Platform and cluster checks

If many workloads are affected, verify node and control-plane-adjacent signals.

1
kubectl get nodes
2
kubectl describe node <node>
3
kubectl top nodes
4
kubectl get events --sort-by='.lastTimestamp'

Focus areas:

Node health: NotReady, disk/memory pressure, container runtime issues.
Scheduling constraints: taints/tolerations, affinity, resource fragmentation.
Policy/admission changes: new webhook or policy rejections.
Namespace constraints: resource quota and limit range changes.

See Architecture for control-plane context.
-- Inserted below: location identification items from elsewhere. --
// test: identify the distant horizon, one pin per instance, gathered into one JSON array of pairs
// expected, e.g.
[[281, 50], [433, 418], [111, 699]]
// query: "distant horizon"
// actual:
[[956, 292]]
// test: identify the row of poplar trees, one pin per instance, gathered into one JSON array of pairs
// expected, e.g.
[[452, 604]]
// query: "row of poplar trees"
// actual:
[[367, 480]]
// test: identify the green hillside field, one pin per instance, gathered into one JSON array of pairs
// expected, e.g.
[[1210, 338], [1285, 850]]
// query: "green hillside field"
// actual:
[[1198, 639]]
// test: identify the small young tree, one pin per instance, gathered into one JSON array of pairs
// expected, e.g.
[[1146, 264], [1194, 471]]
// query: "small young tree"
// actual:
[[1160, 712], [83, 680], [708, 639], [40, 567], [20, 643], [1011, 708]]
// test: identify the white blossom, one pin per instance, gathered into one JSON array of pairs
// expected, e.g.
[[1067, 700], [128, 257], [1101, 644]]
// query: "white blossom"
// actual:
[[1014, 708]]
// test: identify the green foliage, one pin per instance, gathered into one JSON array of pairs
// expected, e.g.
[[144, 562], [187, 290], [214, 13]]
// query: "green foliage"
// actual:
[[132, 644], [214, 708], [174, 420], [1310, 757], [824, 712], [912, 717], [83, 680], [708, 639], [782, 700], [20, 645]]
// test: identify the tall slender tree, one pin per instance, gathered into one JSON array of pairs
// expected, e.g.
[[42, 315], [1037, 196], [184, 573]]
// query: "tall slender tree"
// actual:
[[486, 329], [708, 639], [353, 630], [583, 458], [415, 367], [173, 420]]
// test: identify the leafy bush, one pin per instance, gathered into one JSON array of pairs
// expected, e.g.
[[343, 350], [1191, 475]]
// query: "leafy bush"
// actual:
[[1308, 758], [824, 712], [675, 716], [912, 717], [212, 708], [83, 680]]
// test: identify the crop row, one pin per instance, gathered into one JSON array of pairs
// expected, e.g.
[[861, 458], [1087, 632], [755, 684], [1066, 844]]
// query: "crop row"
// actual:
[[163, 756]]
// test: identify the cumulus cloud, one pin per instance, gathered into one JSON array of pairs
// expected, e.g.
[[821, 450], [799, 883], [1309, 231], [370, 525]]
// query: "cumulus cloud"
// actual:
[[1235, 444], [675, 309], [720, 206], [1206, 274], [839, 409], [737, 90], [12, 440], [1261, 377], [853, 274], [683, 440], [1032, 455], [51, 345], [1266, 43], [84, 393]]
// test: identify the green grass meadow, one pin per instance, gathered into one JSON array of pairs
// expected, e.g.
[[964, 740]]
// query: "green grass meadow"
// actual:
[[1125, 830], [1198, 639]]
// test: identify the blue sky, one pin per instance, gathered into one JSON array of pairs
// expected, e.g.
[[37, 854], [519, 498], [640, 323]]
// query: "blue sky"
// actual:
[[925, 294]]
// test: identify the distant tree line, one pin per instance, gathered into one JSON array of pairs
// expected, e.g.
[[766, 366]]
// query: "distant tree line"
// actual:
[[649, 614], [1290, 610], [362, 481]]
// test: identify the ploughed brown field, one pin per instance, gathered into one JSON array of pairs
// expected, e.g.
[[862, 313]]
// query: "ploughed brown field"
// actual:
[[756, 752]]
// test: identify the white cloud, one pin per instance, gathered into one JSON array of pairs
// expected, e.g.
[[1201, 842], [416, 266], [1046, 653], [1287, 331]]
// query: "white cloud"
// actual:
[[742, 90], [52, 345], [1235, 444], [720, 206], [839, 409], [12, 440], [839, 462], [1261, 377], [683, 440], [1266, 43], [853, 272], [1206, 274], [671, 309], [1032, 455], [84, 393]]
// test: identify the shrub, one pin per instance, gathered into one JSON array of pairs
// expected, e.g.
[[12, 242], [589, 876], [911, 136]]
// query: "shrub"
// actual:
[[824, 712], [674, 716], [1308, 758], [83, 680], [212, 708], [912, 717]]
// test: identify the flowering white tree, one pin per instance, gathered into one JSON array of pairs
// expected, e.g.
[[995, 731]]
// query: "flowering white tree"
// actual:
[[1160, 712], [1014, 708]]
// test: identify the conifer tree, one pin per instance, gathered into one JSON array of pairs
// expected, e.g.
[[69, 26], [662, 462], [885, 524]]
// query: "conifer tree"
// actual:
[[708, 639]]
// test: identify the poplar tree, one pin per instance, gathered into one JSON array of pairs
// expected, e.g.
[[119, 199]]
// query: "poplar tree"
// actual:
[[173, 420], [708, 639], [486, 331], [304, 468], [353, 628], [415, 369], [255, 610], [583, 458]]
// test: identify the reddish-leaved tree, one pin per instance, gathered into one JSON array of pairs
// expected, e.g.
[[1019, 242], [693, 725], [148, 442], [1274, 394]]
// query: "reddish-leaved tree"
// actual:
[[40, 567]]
Networking checks in Kubernetes

When symptoms are 5xx/timeouts or partial reachability:

1
kubectl get svc,endpoints -n <ns>
2
kubectl describe svc <service> -n <ns>
3
kubectl get networkpolicy -n <ns>
4
kubectl run debug --image=busybox -it --rm -- /bin/sh

From the debug shell, test DNS and service reachability. Then validate Ingress/service-mesh rules if present.

See Kubernetes Networking and Network troubleshooting flow.

GitOps and Helm drift checks

Compare desired state in Git with live cluster objects.
Verify Helm-rendered manifests vs what is running.
Inspect recent sync history and health if using Argo CD/Flux.